[Zope] substring search on zcatalog textindex

Casey Duncan casey.duncan@state.co.us
Mon, 14 Aug 2000 13:18:13 -0600


This is illuminating. I have a question maybe you (or somebody else) could
answer:

Searching TextIndexes you can use "and", "or" or "andnot" as query criteria.
I also see support in the source code for near searches using "..." in the
query string. I have not been able to get this to work (although the first
three work great for me), and would like to.

Am I missing something?

-----Original Message-----
From: R. David Murray [mailto:bitz@bitdance.com]
Sent: Monday, August 14, 2000 12:59 PM
To: Chris Withers
Cc: casey.duncan@state.co.us; zope@zope.org
Subject: Re: [Zope] substring search on zcatalog textindex


On Thu, 10 Aug 2000, Chris Withers wrote:
> Casey Duncan wrote:
> > TextIndexes index individual words separately (using a vocabulary object
to
> > identify each word in the catalog). All non-alphanumeric characters
(such as
> > punctuation) are dropped so that excludes searching for "?" or "*" or
any
> > other non-alphanumerics using TextIndexes.
>
> IIRC, you can use another Vocabulary that wouldn't necessarilly behave
> like that.
> I wonder if this works yet?
>
> If it does, my initial question still remains ;-)
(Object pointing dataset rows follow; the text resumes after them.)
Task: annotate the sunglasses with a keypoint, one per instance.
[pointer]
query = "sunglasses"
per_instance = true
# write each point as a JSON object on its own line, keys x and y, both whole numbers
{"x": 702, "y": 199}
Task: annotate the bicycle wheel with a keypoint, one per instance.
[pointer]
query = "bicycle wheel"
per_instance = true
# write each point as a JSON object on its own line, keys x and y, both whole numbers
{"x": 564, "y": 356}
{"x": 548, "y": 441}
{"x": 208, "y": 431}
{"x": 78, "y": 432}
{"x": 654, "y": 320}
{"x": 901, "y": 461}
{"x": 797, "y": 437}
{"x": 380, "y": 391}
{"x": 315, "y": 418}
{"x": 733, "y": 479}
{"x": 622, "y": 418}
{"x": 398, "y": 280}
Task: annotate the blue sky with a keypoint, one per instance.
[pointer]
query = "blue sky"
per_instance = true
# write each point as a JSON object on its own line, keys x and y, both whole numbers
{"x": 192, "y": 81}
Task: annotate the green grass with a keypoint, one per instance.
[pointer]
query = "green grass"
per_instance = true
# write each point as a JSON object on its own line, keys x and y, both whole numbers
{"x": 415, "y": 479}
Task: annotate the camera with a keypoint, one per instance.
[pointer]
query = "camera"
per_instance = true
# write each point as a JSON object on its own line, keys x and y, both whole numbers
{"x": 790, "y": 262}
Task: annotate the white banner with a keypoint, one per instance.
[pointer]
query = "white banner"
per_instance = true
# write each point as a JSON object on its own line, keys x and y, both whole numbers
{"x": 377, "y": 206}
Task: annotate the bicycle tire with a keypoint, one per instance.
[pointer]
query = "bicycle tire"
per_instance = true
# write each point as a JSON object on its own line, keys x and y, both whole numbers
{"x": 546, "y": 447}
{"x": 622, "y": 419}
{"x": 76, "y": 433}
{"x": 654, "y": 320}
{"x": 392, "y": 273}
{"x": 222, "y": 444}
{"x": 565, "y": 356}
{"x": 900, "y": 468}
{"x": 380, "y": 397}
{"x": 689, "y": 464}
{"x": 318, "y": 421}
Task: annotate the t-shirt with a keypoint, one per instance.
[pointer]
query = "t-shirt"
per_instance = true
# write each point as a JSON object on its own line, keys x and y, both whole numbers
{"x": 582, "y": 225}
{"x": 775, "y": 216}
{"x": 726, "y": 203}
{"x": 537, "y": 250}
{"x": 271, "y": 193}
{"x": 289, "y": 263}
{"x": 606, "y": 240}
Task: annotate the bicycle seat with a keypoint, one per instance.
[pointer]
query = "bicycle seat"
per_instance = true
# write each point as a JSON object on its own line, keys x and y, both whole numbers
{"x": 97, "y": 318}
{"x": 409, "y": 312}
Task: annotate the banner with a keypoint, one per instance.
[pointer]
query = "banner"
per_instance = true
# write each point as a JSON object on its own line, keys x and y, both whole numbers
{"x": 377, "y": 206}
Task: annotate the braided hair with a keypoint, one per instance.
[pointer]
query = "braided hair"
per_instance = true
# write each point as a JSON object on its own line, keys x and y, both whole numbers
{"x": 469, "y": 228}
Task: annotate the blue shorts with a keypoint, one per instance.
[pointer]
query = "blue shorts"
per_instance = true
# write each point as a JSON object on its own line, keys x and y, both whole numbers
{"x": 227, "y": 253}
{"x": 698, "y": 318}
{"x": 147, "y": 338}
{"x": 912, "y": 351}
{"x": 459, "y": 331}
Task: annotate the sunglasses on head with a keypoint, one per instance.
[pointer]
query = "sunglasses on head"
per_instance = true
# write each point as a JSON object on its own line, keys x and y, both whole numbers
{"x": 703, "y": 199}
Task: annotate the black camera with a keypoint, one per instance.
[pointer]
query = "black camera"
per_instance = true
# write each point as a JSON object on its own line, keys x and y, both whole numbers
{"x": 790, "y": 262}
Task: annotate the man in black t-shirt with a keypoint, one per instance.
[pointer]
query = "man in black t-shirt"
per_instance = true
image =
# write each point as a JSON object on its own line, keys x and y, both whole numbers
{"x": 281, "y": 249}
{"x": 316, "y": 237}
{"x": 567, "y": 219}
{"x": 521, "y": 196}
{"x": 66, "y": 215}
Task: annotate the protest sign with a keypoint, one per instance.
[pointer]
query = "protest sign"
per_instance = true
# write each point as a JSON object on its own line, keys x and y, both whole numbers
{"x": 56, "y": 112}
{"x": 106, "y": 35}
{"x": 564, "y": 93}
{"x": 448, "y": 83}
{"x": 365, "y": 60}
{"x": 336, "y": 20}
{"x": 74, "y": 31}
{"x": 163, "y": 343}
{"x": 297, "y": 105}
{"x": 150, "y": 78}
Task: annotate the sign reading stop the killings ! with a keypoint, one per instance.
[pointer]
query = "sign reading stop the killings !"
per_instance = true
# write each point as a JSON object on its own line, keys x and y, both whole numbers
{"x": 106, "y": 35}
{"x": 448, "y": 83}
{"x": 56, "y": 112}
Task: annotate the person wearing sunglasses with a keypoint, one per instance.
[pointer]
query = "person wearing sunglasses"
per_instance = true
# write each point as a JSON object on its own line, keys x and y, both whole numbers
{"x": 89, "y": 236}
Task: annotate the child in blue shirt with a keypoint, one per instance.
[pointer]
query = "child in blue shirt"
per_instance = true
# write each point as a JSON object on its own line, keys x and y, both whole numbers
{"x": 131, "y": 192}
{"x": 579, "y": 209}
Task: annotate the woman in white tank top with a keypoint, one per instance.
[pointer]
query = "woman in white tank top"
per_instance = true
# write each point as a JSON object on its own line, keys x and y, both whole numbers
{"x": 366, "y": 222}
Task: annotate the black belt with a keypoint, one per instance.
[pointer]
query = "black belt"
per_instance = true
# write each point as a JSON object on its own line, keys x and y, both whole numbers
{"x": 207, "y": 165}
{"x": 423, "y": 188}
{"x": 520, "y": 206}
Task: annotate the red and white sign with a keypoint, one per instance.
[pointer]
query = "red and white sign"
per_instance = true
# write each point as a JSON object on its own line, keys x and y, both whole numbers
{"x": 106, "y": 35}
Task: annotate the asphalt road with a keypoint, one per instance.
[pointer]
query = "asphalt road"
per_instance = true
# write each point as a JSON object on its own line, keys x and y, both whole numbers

In fact, to use substring matching on a text index, you have to
set the Vocabulary to support it *when you first create the ZCatalog*.
Which seems a little bit broken to me, since unless I missed
something you have to choose not to add a vocabulary when you first
create the ZCatalog, and then go add one with substring checked
from the management screens afterwards.  In the code the difference
between the checkbox checked and not checked is two different
lexicon implementations, not just the setting of a flag.  So you
can't just change the flag, you have to see to it that the whole
lexicon gets rebuilt.  I haven't checked into how you do that yet
<wry grin>.

As for your question about different vocabularies, punctuation,
and globbing support, all of that happens at the lexicon level.
That is, the lexicon implements the breaking up of strings into
indexable words (calling the splitter) and it also implements the
expansion of wildcards into matches.  It gets to do that *before*
the text index machinery parses the query, so it can decide on the
syntax rules, as far as I can see.  So if you want a Vocabulary
that supports punctuation and globbing, you'll have to write one,
and then *you* get to decide what the syntax is to handle the case
you ask about <grin>.

--RDM